Further, both Speyer and Mainz cathedrals share a pendant for Romanesque architecture (add Worms too), while the pair were also key medieval Jewish settlements (again, joined by Worms).

mainz 1

That is all well and good, but it evades the true, more mundane, reason for my visit to the Bruchwegstadion.

During my time in Germany, I lack one crucial aspect: a reliable form of transportation. Therefore, as a friend of mine, car and all, fancied the prospect of Mainz II against Balingen, my decision was made for me. It was an added bonus that I had yet visit the stadium before.

The Stadion am Bruchweg, or the Bruchwegstadion as it is more colloquially known, was built originally in 1929. Renovated on seven occasions, Mainz’s reserve outfit gained the stadium as their home venue in 2011 when the first team moved to the newly built Opel Arena on the outskirts of the city.

British viewers will probably recognise the characteristic half-terraced, half-seated East Stand, which can be viewed ad nauseam when Sky and BT show footage of Jürgen Klopp playing at the Bruchweg during his playing days for Mainz. Unfortunately, within the last year, the Zero-Fives have decided to demolish the North Stand, so that the club’s adjacent training ground could be expanded ever so slightly.
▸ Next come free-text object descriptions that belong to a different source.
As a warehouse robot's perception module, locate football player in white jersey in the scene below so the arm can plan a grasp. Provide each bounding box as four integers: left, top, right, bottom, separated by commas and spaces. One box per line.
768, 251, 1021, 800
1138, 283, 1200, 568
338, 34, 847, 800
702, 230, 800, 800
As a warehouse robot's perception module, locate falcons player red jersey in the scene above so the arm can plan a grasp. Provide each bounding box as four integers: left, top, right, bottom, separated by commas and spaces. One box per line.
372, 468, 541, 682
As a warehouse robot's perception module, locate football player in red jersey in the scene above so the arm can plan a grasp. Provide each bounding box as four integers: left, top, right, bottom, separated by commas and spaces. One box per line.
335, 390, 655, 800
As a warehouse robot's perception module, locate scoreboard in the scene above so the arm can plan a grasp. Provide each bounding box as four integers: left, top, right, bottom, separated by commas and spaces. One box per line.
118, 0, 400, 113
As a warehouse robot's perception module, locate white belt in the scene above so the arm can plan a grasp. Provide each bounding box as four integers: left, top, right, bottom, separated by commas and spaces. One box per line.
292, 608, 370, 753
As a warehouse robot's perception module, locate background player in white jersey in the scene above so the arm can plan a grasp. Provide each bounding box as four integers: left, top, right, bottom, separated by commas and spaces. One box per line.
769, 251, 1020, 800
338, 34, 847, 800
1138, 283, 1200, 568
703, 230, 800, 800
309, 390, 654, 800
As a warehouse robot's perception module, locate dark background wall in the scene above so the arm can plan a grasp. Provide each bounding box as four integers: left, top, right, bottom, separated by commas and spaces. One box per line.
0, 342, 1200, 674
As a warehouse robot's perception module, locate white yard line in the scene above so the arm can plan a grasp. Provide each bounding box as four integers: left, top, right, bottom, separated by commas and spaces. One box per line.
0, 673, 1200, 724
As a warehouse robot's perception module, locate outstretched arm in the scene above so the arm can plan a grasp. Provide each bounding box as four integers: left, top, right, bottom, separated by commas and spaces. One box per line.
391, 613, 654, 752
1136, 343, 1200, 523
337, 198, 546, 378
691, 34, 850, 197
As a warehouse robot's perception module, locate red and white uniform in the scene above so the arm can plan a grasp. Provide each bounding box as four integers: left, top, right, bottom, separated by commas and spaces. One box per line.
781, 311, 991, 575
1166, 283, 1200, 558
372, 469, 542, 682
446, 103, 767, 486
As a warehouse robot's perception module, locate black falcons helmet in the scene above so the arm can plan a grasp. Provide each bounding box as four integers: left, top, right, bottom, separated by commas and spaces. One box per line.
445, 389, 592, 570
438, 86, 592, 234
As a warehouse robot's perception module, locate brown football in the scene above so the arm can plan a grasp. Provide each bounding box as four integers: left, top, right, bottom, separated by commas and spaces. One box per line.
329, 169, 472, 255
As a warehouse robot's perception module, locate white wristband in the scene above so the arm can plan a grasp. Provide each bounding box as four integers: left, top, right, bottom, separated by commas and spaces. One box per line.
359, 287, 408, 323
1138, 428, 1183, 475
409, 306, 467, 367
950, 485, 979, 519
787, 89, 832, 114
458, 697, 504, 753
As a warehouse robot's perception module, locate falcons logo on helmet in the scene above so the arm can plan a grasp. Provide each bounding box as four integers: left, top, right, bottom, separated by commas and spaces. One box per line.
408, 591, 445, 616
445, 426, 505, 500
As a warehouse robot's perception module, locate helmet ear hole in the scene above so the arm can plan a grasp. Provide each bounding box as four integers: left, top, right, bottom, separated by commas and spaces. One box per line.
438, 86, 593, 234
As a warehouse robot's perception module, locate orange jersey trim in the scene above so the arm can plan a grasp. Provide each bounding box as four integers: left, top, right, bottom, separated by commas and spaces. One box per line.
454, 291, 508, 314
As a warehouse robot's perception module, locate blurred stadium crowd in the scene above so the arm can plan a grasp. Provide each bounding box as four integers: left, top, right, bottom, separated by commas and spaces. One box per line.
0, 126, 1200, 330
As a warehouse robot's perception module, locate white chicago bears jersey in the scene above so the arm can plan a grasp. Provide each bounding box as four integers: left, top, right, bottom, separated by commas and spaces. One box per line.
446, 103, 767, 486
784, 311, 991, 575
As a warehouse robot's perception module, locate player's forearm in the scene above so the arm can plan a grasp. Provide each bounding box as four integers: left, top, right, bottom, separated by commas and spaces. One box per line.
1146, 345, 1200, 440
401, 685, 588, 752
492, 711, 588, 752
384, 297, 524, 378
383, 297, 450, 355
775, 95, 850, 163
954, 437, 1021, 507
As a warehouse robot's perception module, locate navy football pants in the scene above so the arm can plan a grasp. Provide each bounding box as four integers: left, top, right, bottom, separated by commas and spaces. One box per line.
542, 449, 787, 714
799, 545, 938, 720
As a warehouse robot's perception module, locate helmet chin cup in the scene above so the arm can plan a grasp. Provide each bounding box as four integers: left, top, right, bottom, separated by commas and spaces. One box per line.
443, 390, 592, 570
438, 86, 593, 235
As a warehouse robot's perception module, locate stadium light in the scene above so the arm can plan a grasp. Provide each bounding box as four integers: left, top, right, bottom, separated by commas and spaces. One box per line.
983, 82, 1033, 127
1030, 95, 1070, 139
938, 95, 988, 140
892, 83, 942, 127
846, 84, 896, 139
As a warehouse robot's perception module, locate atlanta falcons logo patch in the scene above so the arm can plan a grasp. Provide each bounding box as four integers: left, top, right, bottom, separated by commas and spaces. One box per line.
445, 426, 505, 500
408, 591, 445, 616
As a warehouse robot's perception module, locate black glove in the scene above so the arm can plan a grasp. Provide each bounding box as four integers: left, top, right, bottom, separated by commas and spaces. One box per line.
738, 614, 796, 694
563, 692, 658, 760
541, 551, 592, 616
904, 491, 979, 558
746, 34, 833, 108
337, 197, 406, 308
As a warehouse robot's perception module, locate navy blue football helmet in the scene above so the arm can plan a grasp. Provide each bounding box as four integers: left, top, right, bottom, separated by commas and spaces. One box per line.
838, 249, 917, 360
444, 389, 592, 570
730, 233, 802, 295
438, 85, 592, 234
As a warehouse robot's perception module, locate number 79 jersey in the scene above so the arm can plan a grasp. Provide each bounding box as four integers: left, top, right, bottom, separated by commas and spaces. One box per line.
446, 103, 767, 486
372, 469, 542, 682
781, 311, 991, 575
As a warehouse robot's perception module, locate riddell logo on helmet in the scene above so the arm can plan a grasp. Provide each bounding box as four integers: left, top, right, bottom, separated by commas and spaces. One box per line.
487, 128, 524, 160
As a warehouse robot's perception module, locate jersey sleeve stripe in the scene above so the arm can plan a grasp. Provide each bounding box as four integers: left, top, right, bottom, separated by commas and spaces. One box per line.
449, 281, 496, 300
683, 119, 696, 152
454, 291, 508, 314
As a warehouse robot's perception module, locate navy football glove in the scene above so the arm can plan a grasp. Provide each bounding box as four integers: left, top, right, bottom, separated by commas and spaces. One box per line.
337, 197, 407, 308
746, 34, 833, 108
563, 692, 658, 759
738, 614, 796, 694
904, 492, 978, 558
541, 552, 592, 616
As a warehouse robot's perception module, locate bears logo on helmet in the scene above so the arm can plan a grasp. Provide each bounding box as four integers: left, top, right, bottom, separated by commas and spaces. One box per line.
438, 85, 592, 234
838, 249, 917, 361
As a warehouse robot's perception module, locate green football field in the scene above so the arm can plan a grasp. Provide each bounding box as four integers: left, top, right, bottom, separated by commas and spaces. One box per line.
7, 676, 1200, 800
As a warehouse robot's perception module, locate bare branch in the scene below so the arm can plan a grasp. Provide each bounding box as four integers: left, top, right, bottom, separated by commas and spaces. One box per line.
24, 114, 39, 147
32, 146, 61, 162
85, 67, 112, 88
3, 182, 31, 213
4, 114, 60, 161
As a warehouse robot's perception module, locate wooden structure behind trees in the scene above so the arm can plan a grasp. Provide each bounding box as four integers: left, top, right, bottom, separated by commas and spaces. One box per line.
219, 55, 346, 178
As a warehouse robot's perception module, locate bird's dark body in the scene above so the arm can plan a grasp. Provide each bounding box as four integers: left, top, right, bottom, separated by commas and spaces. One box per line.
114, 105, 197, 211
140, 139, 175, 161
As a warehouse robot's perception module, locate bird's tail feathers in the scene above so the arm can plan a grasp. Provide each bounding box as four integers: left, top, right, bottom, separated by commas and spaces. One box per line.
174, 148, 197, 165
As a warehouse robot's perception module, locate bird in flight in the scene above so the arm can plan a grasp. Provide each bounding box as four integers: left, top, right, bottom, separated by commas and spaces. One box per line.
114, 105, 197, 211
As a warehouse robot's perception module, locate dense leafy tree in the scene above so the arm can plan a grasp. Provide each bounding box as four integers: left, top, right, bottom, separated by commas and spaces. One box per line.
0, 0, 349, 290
Due to the infinite wisdom of the Federal Transport Ministry and their confusing exit system on the autobahn, we arrived without time to spare in Mainz. In typical fashion, the tenets of the Zero-Fives’ goal music rang aloud as we queued for tickets in the small rectangular building that Mainz use to sell tickets at the Bruchwegstadion, signifying that the hosts had gone one goal to the good. It is small consolation that a student ticket can be bought for as little as €6 (a similar adult ticket comes in at around €10).

mainz 2

Balingen, to their credit, despite having yet to earn a point this season, as well as their early set-back on this humid summer’s eve, were extremely easy on the eye. (As can be viewed in the above picture) With both fullbacks in an advanced position, simultaneously hugging the touchily, anchored by a holding midfield, the Baden-Württemberg visitors somewhat represented the style of play Pep Guardiola characterised during his Barcelona days.

It is at this rudimentary point that comparisons with Guardiola can be stopped, however. Balingen lacked either the quality or nerve to convert their possession into meaningful chances, while the visitors were also seemingly alien to the transitional phases that the Spaniard is so keen on. Fortunately for them, Mainz’s final ball was poor and they were not punished for the glaring opportunities they presented for counter attacks.

1-0 the final score at the Bruchweg. It seems almost poetic irony that I would travel around 100km for a German fourth division clash, only to miss the solitary goal of the game.

With a late night Burger King for sustenance (it made quite the difference from the wild boar sausages I had earlier that day in the Odenwald) and a Ford Ka my chariot, we headed back towards the Rhine-Neckar region and Speyer in particular.

Arriving back in the medieval city just before Thursday joined us, I could be safe in the knowledge that it is now two Bundesliga clubs where I have visited their reserve ground, but not their first.